Our first reaction should not be a critique, however, but understanding. At least, seeking to understand. And obedience while we seek understanding. They have earned that trust. But what if they haven’t?
We have recently, perhaps in the past 10 years or so, gone through a time in the Orthodox Church in America when Bishops were not trusted, on the whole. Some were – Archbishop Job of blessed memory was one. Archbishop Dmitri of Dallas of blessed memory was another. But others weren’t trusted. And weren’t even respected.
Why? Because they didn’t manifest love. They didn’t manifest impartiality.
In some very few cases, they were abusive – as are some earthly parents. Thankfully, the other bishops dealt with it, and we learned from it, and by and large, we are through that period.

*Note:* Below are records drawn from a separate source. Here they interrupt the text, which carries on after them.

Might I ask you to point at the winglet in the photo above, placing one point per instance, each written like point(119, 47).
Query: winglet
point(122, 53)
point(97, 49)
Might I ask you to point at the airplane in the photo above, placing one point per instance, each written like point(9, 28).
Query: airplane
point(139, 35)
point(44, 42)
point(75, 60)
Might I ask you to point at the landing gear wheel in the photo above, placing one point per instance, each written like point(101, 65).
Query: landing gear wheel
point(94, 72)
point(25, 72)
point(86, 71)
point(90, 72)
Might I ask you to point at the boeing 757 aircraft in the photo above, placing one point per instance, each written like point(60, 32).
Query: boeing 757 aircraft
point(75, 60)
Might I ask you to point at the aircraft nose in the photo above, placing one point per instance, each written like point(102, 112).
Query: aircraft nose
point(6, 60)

That accountability, though, also engenders trust. Children emerging from that relationship can find comfort and peace that others did care, and did what they could in their love for us.
So, where does that leave us? I think it leaves us in the place where we are obedient to the bishop, but we don’t hesitate to seek to understand the decisions and advice.
The first Ecumenical Council defined the Truth of the person of Christ but didn’t solve all the relationship issues of the time. Arianism continued for several hundred years, and in small part, continues to this day.
Largely, this is the result of not seeking to understand, but rather seeking to continue in the – quote – “sincerely held beliefs” – unquote – which are unfortunately not true.
Bishops aren’t perfect. Humanity isn’t perfect. But through and in our imperfection, God’s truth, and love, is manifest perfectly.
In the Name of the Father, and of the Son, and of the Holy Spirit, One God.